Countries across the globe have been struggling to deal with the impact of COVID-19 and the accompanying economic slowdown. As economies “build back better”, it may be an opportune time to introduce carbon pricing to tackle climate change while generating socioeconomic benefits, according to new interdisciplinary policy research by philosophers and economists.
While endorsed by many economists, carbon pricing has been slower to gain traction because of its potential to shock economies and the difficulty of securing political support for increasing taxes. However, according to the authors of a new paper published in the journal Climate Policy, fuel prices are already low and people are buying fewer goods and traveling less, so there could be greater benefits to introducing or strengthening carbon prices.
Carbon pricing, whether in the form of taxes or emissions trading, is an economic instrument to account for the environmental costs of emitting greenhouse gases from burning fossil fuels. Carbon pricing typically applies to the producer with increased costs ultimately trickling down to any activity using carbon.
For example, oil-extraction companies would be taxed, adding costs to any process that involved burning oil. Emissions-trading schemes set some cap on emissions and permits to emit are traded, but the number of total permits available correspond to that cap.
The authors of the research argue that with markets already reorienting to adjust to supply-and-demand shocks brought on by the pandemic, introducing carbon pricing now would result in marginally less disruption and could help drive greener economic activity.
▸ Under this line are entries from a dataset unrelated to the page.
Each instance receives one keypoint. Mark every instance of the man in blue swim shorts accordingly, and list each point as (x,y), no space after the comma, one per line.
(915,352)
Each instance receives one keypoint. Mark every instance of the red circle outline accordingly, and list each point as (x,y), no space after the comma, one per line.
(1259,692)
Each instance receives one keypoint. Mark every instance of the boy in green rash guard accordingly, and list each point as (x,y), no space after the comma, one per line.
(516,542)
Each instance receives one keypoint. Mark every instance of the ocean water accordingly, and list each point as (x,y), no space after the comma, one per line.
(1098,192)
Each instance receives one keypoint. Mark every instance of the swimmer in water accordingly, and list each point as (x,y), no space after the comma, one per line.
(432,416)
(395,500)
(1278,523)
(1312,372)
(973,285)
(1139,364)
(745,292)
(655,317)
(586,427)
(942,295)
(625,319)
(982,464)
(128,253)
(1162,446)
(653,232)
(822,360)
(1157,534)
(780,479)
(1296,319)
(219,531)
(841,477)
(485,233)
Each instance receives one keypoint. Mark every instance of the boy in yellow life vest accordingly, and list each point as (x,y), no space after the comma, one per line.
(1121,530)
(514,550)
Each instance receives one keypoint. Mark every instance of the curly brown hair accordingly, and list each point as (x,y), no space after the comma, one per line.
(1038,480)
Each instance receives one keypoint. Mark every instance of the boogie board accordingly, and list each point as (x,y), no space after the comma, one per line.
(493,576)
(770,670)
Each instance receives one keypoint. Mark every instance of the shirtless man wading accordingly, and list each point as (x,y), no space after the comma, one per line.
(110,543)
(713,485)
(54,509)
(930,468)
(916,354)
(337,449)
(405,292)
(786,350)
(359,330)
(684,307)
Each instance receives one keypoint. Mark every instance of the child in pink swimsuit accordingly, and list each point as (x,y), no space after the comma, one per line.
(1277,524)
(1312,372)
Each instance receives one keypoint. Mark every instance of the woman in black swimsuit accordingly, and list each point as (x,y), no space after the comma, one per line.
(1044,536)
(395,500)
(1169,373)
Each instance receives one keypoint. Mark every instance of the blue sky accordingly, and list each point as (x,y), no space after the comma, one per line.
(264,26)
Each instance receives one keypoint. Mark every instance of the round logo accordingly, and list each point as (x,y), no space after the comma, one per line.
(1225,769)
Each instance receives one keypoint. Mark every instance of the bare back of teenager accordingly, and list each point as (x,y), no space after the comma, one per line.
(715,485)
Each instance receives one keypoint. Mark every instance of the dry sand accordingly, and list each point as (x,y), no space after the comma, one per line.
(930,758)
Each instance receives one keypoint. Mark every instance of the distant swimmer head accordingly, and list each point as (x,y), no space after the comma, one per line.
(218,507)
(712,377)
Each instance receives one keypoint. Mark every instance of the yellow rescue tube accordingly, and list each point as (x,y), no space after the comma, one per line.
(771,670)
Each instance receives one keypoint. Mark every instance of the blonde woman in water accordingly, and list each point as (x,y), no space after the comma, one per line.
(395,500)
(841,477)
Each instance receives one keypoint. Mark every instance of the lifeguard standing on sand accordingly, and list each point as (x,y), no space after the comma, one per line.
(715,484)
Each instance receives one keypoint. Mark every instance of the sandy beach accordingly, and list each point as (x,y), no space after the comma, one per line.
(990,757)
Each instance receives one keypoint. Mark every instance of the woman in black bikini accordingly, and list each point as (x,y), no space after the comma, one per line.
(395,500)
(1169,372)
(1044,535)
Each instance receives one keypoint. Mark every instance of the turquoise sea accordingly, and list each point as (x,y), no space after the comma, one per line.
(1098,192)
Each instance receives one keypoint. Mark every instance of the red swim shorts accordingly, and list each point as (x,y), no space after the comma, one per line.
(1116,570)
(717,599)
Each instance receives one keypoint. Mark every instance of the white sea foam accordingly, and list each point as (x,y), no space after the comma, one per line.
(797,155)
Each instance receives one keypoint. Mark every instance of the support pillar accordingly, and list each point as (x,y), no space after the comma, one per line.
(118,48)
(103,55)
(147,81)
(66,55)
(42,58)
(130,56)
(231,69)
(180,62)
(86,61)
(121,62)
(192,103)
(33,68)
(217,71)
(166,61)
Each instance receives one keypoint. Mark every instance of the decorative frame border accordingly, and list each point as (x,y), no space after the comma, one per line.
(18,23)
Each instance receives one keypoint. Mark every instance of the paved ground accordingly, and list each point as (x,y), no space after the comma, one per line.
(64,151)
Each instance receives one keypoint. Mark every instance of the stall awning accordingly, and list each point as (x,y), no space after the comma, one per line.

Since carbon pollution already increases health and environmental costs, disproportionately borne by the most vulnerable parts of society, forcing those generating the costs to pay for them would lead to fairer production and consumption.
In the context of low fuel prices over an extended period, as seen in recent months, the researchers also suggest that a carbon tax could help stabilize prices and ensure that renewable energy sources, the prices of which were becoming cost-competitive even before the COVID-19 crisis, can remain competitive.
“As economies move toward recovery, placing a price on carbon could prompt industries, individuals, and firms to move away from more costly fossil-fuel intensive practices and toward long-term economic and environmental sustainability in an equitable way,” explains coauthor Thomas Schinko, Deputy Director of the IIASA Risk and Resilience Program.
The researchers acknowledge that governments are under pressure to prioritize economic recovery from the COVID-19 crisis, so any policy changes with the potential to dampen a stimulus effect could be unpopular. However, they argue that high prices are not the primary obstacle to consumer purchasing; the cause of the economic slowdown has more to do with restricted market activity during the pandemic.
Revenue generated from a carbon price could contribute toward government spending on social safety nets, fund other green priorities to drive innovation and new jobs, or be returned as credits to taxpayers. In all cases, the potential revenue source could be a welcome infusion during the COVID-19 crisis, when regional and national governments face massive fiscal shortfalls, which can be expected to grow in the coming months.